Adına ister eksen kayması deyin isterse omurgasızlık deyin; Türk siyasal hayatı aşırı oportünist zihniyetlerin etkisi altındadır.

İster sağ, ister sol, isterse muhafazakar düşünceden olsun hiç fark etmez, şayet tüm bu partilerin yönetimine siyasal ve hukuksal ahlaklı yöneticiler gelmediği sürece Türkiye’de ve Türk Milleti huzura kavuşamaz.

Halktan ve halkın gerçekliğinden uzak, çıkarcı kimselerin egemenliği altındaki  siyasi partilerin yönetiminde genellikle kaybeden halk, kazanan ise bahsettiğim türden siyasetçiler ve işbirlikçileridir.

Siyasete girene kadar sırtına giyeceği bir takım elbisesi bile olmayan nice tipler,  yargısal ve mali araştırmanın ve denetimin olmadığı, olsa bile sonuçlarının örtbas edildiği siyasal düzen sayesinde Karun kadar zengin olmuşlar veya olmaya devam edeceklerdir.

Ne yazık ki daha geçen gün ülkemizin bir başsavcısı,rüşvet çarkıyla suçluların nasıl salıverildiğini, bazı suçlamaların nasıl kamuoyunun önünden kaçırıldığını ilan etmesi akla ziyan bir durum değil midir?

Bir zamanlar “vicdanla cüzdan arasına sıkıştık” diyenlerin sebep olduğu yargıdaki çürümenin geldiği boyutlar ortadadır ve gözler önüne sermiştir.Şimdi siz okuyucularıma soruyorum.Siyasette muteber olanlar, iyi niyetli ve samimi insanları eşeği görüp sırtına semer vurmayı bilenler midir? Yoksa yanlışa yanlış diyecek kadar siyasal ahlaka sahip kimseler midir?

Siyasette samimiyet ve dürüstlük geçer bir akçe midir?

Bugün için Türk siyaseti en büyük erozyona maruz kaldığı bir dönemi yaşamaktadır.

At izinin it izine karıştığı, ulusal çıkarlar yerine şahsi çıkarların öncelendiği, siyasal başarı için kaliteli ve liyakatli insanlarla yol yürümek yerine, kendi geleceğine ve çıkarına hizmet edecek kadrolarla yol yürümenin geçerli bir yol olduğu Türkiye’de, Türkiye’nin geleceği siyasal olarak riske edilmektedir.

Her şeye rağmen hangi siyasal düşünceden olursanız olunuz; ülkemizin geleceği için, çocuklarımızın ve sonraki nesillerimizin istikbalini şimdiden güven altına almak için, demokrasi ve özgürlükler için siyasetten pes etmemek gerekir.
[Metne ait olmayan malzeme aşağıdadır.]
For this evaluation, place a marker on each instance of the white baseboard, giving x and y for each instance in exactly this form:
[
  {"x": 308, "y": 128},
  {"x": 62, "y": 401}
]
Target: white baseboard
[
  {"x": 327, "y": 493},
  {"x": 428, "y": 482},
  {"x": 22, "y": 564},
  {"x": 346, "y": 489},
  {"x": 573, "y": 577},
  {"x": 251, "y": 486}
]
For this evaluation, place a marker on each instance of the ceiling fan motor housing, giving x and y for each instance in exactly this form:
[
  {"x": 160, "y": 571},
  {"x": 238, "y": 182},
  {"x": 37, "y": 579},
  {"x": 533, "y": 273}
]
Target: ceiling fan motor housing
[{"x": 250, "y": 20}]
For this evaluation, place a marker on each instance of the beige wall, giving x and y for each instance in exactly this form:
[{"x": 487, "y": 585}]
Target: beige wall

Ahlaklı, dürüst ve erdemli insanların el ele vererek siyasetin nasıl yapılması gerektiğini anlatmsı ve göstermesi için, siyasal ahlaka ve hukuk ahlakına sahip insanları siyasette davet ediyorum.

En azından partileri kimin yöneteceği noktasında en ahlaklıyı seçmek, ülkenin kaderine etki etmek için siyasette olmak şarttır.

Özellikle de 50 yaş altının siyasete dahil olması çok değerlidir.